Entrer dans l'univers romanesque de Mendoza, c'est entrer dans une fiction qui croise la réalité" (Claude Rolin dans la préface).
Et effectivement, à travers une histoire de boulevard (l'homme riche séduit par une vendangeuse), Carine Geers nous entraîne dans la création d'un syndicat au sein d'une Bodega.
Ce qui m'a particulièrement plu dans ce roman, ce sont les sentiments des syndicalistes. L'auteur a su tout particulièrement faire ressortir les craintes des ouvriers vis à vis des syndicats, alors même que ceux-ci veulent les protéger des groupes carnivores.
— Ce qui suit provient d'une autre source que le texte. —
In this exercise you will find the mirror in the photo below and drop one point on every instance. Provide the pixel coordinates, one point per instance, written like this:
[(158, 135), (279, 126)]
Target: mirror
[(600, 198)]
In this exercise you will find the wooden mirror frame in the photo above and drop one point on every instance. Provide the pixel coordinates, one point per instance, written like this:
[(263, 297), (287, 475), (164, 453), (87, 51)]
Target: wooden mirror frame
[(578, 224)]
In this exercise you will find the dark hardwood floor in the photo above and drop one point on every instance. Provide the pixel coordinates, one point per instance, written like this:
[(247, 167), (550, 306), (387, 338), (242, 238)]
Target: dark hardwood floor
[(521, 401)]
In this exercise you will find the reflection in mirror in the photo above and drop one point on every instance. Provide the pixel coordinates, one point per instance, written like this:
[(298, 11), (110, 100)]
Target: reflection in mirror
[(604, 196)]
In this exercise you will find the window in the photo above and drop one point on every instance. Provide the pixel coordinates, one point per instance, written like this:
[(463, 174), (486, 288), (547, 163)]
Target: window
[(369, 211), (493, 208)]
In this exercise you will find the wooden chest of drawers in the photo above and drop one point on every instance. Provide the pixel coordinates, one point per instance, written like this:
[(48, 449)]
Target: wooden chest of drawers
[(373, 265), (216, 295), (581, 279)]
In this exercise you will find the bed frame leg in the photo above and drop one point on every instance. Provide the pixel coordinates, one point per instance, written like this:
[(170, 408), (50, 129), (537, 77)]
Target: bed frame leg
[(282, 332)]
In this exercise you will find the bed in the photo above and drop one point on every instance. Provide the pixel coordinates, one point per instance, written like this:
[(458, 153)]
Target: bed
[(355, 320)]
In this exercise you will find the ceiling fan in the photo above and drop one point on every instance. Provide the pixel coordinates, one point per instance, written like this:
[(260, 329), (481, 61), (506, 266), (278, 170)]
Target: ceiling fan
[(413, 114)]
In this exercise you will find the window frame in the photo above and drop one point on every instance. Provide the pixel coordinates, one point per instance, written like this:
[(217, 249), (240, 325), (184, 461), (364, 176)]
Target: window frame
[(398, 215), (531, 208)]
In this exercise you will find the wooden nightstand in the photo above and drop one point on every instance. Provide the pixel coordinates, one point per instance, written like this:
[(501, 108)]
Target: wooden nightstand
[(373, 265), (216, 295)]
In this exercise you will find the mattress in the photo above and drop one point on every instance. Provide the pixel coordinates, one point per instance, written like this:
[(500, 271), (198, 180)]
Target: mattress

On comprend mieux après cette lecture pourquoi ils n'ont pas la place qu'ils devraient (que ce soit en Argentine, en Belgique, en France...).
Pour moi qui ai toujours refusé d'entrer dans de tels mouvements, ce livre me permet de voir les choses autrement, de comprendre les motivations de certains et les refus des autres.
Comme d'habitude avec Carine Geers, ce roman entraîne à la réflexion et donc, une fois lu, on ne peut s'empêcher d'y repenser, de le reprendre pour vérifier un point, de s'en servir comme base pour faire d'autres recherches.
Un livre que je conseille donc aux lecteurs qui aiment prolonger leur lecture par des incursions dans le monde réel et procéder à des comparaisons dans la réalité.